Nuevas sedes de la EBA y la EMA

Dr- Armando Rojano Uscanga

Dos agencias clave de la Unión Europea que estaban en Londres fueron relocalizadas a París y a Amsterdam, al ser elegidas, como nuevas sedes para la Autoridad Bancaria Europea (EBA) y la Agencia Europea del Medicamento (EMA) respectivamente, lo que significa una inyección de capital, inversiones y puestos de trabajo esas ciudades, en demérito para la capital del Reino Unido. Por eso Londres pretendía quedarse con ambos, aun después de que se consume el Brexit, anunciado para marzo de 2019.

La decisión, una de las primeras que arroja la programada salida, se anunció el 20 de noviembre pasado, y a pesar de que fue una enorme disputa -con más de 15 ciudades europeas compitiendo- fue también una nueva prueba que la UE sorteó con holgura. Más allá de decepciones y tristezas, no hubo reproches a la decisión, adoptada en votación de sus miembros.

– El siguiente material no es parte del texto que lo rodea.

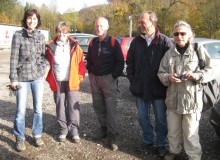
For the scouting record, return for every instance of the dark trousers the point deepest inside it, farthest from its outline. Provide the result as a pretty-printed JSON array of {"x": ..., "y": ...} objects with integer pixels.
[
  {"x": 67, "y": 109},
  {"x": 104, "y": 95}
]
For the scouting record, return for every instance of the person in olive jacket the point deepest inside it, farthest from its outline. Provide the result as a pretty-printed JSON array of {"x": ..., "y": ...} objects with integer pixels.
[{"x": 143, "y": 60}]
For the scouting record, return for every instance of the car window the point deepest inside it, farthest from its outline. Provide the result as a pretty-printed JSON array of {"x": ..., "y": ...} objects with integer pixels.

La EMA, como el organismo que decide si un medicamento se autoriza o no para todo el bloque, cuenta con más de 900 empleados, implica la creación de otros 5000 puestos indirectos y genera no menos de 35.000 visitas al año, además de eventos y encuentros científicos.

La EBA cuenta con casi 200 empleados para verificar la regulación y supervisión del sistema bancario europeo. Actualmente funciona en el Canary Wharf, el distrito financiero londinense, del que está previsto que se traslade a partir de marzo de 2019, si es que para entonces el Brexit llegara a un acuerdo final. Siempre se supo que París o Fráncfort se quedarían con la oficina bancaria. Menos claro estaba el panorama para la EMA, donde hubo fuerte competencia entre varias favoritas, incluidas Milán y Copenhague.